After strategy shift: Ford cancels battery order with LGES
The contract had a volume of approximately 9.6 trillion won (approximately 5.5 billion euros), according to LG Energy Solution. Ford justified the step to LGES by citing its decision to halt production of several electric models. This week, the US carmaker announced that it will discontinue the battery-electric version of the F-150 Lightning pickup and replace it with an EREV variant. In addition, the pickup truck codenamed T3, which has not yet been unveiled, as well as several electric commercial vehicles, will not be launched at all.
However, the key issue is that the contract, which is now cancelled, appears to be the agreement that Ford and LGES only concluded in October 2024. That deal did not relate to the US models that have now been cancelled, but primarily to battery cells for light electric commercial vehicles in Europe, which were to be produced at LGES’s plant in Poland. At the time, two contracts were signed: one covering battery cells totalling 34 GWh, to be supplied between 2026 and 2030, and another covering 75 GWh with a delivery period from 2027 to 2032.
In other words, the batteries purchased at the time were intended for models that the US carmaker produces via its joint venture Ford Otosan (with Ford and Koç Holding) in Turkey and Romania. According to the portal Business Korea, this mainly concerns the next generation of the E-Transit. While the deal also stipulated that batteries for the current Mustang Mach-E would no longer be produced in Poland from 2025 but instead at LG Energy Solution’s plant in Michigan, North American Ford models were otherwise not affected.
Ford recently announced a new partnership with Renault for Europe, under which two European electric models will be built in France based on Renault platforms, in addition to the Volkswagen partnership around the MEB-based Ford Explorer and Capri produced at the Cologne plant. Beyond this, Ford has so far made no further announcements regarding changes to its European electric models, apart from battery updates for the Ford e-Transit Custom from Turkey and the Puma Gen-E from Romania.
It thus remains unclear which specific models the cancelled LGES battery cells were intended for and how this will affect Ford’s model strategy.

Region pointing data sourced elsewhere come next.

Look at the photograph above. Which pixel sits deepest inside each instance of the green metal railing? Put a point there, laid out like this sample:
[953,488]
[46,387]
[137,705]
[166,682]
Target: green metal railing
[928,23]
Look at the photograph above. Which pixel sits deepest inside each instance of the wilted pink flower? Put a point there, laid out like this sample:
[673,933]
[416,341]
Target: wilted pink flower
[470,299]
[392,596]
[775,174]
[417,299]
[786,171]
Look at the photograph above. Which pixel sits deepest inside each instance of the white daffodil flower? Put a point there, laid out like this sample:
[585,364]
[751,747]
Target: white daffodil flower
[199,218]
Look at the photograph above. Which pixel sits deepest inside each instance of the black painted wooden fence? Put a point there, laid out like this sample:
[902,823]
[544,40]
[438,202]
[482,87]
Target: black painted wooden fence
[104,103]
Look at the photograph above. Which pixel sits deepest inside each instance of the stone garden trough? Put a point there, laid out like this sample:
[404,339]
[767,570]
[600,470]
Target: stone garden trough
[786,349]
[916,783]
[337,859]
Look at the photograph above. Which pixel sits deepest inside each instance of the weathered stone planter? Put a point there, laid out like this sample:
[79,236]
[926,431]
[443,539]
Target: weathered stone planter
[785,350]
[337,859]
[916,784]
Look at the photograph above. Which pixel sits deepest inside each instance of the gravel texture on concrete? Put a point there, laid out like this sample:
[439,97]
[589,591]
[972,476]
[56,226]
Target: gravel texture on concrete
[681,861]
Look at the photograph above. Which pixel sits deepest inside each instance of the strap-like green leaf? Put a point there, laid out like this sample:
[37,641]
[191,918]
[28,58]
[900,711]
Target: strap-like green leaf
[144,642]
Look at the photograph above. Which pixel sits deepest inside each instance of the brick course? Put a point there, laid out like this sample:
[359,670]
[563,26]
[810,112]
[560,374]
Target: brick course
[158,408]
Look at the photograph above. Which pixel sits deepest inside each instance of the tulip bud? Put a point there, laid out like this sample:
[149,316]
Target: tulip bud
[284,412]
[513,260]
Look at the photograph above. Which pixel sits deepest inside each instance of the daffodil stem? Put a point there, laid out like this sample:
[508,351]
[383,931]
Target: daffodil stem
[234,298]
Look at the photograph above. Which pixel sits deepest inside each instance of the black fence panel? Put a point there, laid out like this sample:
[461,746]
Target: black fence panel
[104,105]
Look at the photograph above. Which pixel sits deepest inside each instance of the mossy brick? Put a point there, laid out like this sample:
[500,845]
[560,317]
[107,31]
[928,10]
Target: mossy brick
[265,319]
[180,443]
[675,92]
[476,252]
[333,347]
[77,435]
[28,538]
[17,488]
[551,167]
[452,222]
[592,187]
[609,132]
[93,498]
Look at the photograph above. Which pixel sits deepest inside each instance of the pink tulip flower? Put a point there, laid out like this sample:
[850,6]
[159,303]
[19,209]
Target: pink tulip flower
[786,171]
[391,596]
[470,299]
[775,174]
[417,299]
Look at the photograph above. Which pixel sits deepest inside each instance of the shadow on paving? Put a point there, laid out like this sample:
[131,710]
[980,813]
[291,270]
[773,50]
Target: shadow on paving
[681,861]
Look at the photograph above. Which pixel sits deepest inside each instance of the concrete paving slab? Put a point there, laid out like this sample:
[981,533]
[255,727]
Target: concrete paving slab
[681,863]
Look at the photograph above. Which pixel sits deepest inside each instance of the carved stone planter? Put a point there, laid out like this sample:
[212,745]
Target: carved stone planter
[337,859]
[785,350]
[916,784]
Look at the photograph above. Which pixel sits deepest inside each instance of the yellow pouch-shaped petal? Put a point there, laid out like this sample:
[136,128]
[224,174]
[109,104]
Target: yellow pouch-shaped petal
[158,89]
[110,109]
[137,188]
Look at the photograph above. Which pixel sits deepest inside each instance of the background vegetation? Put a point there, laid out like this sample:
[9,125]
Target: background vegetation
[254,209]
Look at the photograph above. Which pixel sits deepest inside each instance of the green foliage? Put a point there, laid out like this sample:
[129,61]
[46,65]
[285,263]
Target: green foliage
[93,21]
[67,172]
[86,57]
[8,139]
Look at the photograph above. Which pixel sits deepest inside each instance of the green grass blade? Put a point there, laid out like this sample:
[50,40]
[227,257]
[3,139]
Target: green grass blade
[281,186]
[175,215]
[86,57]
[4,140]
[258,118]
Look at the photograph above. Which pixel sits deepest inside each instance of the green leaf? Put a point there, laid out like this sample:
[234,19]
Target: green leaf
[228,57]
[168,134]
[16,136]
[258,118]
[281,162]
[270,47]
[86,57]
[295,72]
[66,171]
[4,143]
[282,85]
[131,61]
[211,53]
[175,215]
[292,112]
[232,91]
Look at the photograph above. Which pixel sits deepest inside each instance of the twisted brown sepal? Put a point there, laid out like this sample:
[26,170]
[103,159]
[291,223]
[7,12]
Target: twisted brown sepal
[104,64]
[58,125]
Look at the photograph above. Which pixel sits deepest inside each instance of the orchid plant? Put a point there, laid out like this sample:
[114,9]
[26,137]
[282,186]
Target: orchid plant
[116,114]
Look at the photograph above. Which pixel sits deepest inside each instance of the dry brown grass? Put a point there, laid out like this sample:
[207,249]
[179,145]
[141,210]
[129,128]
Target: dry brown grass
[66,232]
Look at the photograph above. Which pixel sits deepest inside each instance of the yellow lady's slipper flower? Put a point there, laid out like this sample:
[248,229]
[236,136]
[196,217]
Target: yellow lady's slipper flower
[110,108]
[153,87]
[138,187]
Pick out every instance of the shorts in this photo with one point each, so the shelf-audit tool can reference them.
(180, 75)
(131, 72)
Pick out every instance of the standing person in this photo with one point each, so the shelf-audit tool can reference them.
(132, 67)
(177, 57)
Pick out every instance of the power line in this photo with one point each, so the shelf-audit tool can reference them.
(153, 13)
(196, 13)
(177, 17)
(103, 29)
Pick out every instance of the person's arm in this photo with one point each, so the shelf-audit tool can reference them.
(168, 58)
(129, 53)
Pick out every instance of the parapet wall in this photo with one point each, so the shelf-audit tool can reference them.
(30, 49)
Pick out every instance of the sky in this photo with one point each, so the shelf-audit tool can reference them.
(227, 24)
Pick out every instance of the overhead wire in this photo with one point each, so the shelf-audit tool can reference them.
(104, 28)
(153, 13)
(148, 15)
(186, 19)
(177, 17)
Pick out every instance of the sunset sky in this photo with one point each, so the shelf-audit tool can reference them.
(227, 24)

As mentioned, the major cuts to the portfolio have taken place in the US. There, alongside the model decisions, Ford has also dissolved its battery joint venture with South Korean manufacturer SK On. Ford is therefore completely rethinking its battery-electric strategy and is pinning high hopes in the US on its own Universal EV Platform for more affordable electric cars, which is not due to launch until 2027. All new electric models planned up to that point have now been cancelled.